Y el riesgo de abandono es que Estados Unidos podría abandonar a Japón. Por ejemplo, hay áreas de disputa territorial como las Islas Senkaku (nombre chino: Diaoyu), y si China las ocupa, Japón no podrá hacer nada si Estados Unidos no ayuda. Japón no tiene una fuerza similar a la Infantería de Marina. Están creando algo similar, pero no es de ayuda. ¿Qué pueden hacer solo con la marina? Por lo tanto, también se enfrentan al riesgo de abandono. Surge otro desafío que pone a Japón en un dilema considerable con respecto a Estados Unidos. Por último, el orden internacional liberal, es decir, el contexto que entendimos anteriormente, se está desmoronando. Esto significa que el entorno en el que Japón se convirtió en la segunda economía más grande del mundo después de 1945 se está rompiendo, lo que representa una amenaza estructuralmente muy grande para Japón. Lo mismo ocurre con nuestro país. Los aranceles de Trump, la posibilidad de reducir la alianza entre Corea del Sur y Estados Unidos y las tropas estadounidenses estacionadas en Corea la próxima semana, son problemas de doble filo que se presentan, pero estructuralmente, el problema de que las reglas internacionales liberales se estén rompiendo está en juego.

Los países que no son grandes potencias como la nuestra tendrán que vivir en un mundo sin reglas, sin normas, lo cual es muy difícil.

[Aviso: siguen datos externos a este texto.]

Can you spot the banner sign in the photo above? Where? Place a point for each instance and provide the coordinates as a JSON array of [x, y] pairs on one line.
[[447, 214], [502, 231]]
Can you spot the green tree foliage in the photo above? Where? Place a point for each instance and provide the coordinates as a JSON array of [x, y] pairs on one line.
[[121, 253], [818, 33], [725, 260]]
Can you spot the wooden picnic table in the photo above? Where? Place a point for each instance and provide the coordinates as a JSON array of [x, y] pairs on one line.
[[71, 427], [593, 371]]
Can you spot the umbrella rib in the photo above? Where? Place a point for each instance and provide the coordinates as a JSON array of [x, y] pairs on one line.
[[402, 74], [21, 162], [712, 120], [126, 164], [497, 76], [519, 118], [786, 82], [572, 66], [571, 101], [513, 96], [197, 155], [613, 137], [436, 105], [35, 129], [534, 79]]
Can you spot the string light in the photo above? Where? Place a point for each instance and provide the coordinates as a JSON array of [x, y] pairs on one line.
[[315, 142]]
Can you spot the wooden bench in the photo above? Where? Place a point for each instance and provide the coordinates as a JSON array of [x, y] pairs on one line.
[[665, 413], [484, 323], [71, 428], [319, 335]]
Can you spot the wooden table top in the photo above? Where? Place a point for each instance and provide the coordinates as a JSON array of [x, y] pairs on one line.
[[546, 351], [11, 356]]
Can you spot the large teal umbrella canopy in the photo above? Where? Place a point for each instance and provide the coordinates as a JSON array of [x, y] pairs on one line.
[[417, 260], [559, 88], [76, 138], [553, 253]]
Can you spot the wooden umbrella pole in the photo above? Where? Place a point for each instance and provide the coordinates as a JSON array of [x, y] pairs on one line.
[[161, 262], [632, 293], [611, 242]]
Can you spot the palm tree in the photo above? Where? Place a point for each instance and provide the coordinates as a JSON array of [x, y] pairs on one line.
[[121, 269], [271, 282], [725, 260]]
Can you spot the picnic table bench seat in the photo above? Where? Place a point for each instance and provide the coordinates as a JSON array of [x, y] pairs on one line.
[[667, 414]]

Las grandes potencias pueden crear sus propias reglas, pero los demás países deben vivir de acuerdo con esas reglas. Cuando China intente dividir el mundo dentro de su esfera de influencia y Estados Unidos dentro de la suya, los demás países se encontrarán en una situación muy difícil. Estos problemas surgen como las tareas clave de Japón. Por eso, Shinzo Abe surgió para resolverlos.

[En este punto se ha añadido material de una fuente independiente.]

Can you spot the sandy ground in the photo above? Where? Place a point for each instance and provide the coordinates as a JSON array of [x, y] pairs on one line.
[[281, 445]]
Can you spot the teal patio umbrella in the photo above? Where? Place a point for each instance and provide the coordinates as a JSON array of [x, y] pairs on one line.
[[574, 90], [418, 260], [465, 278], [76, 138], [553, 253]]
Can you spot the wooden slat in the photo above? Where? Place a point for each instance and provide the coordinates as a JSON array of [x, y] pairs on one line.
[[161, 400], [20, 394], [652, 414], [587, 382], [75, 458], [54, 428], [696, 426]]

Surgen cuestiones sobre qué hacer si Japón se ve obligado a intervenir militarmente a un nivel que no desea debido al desafío de China. Además, el problema del abandono por parte de Estados Unidos implica el riesgo de que Japón sea abandonado. Por ejemplo, si China ocupa las Islas Senkaku, que están en disputa territorial con China, Japón no podrá hacer nada si Estados Unidos no ayuda. Japón no tiene una fuerza similar a la Infantería de Marina, y aunque ha creado una organización similar, no hay solución.

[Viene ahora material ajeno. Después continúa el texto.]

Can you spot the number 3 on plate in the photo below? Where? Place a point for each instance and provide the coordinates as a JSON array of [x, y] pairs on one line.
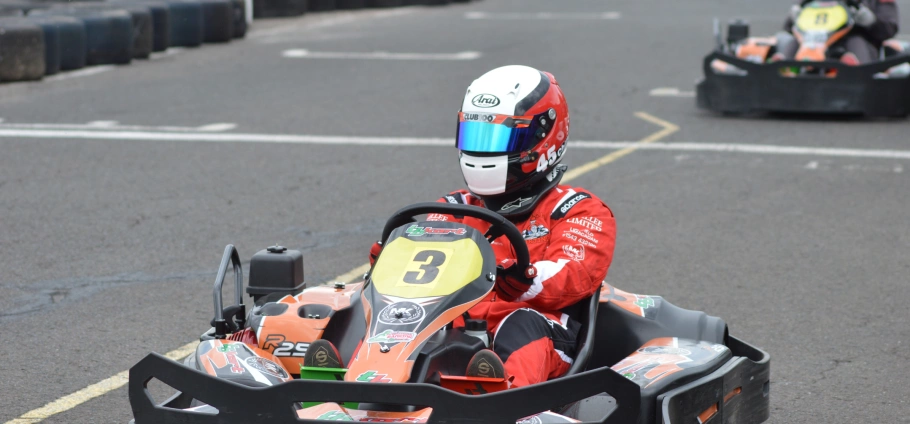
[[428, 263]]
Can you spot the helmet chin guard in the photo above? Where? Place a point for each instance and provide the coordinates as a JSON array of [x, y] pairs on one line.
[[513, 129], [518, 205], [485, 175]]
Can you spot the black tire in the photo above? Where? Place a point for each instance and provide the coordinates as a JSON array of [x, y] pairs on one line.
[[239, 14], [143, 30], [161, 28], [21, 51], [279, 8], [108, 33], [217, 20], [71, 37], [386, 3], [322, 5], [350, 4], [186, 23], [51, 42], [20, 7]]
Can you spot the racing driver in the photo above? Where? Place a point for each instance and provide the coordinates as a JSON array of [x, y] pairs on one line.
[[512, 133], [876, 21]]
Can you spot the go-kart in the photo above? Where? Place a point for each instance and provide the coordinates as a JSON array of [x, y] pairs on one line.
[[744, 74], [639, 359]]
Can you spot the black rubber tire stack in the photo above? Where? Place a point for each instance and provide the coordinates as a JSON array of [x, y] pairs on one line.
[[51, 41], [143, 30], [218, 21], [186, 23], [386, 3], [161, 27], [71, 38], [108, 33], [350, 4], [240, 25], [279, 8], [322, 5], [21, 51]]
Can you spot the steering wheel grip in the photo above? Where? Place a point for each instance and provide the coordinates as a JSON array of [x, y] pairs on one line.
[[498, 223]]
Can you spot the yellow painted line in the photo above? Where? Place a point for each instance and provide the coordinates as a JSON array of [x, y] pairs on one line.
[[104, 386], [113, 383], [668, 128]]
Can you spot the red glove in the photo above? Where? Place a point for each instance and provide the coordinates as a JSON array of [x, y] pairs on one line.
[[374, 252], [512, 282]]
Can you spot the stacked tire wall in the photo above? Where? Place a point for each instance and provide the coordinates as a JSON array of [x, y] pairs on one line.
[[44, 37]]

¿Qué se puede hacer solo con la marina? De esta manera, Japón se enfrenta al riesgo de abandono por parte de Estados Unidos, lo que se convierte en un desafío que plantea un dilema considerable para Estados Unidos. Por último, el colapso del orden internacional liberal significa la ruptura del entorno en el que Japón pudo crecer hasta convertirse en la segunda economía más grande del mundo después de 1945, lo que representa una amenaza estructuralmente muy grande para Japón. Esto es lo mismo para Corea. Los problemas que surgen en las relaciones con Estados Unidos, como los aranceles de Trump o la posible reducción de las tropas estadounidenses en Corea, son grandes amenazas para Corea, pero estructuralmente, hay aspectos similares a los problemas que enfrenta Japón.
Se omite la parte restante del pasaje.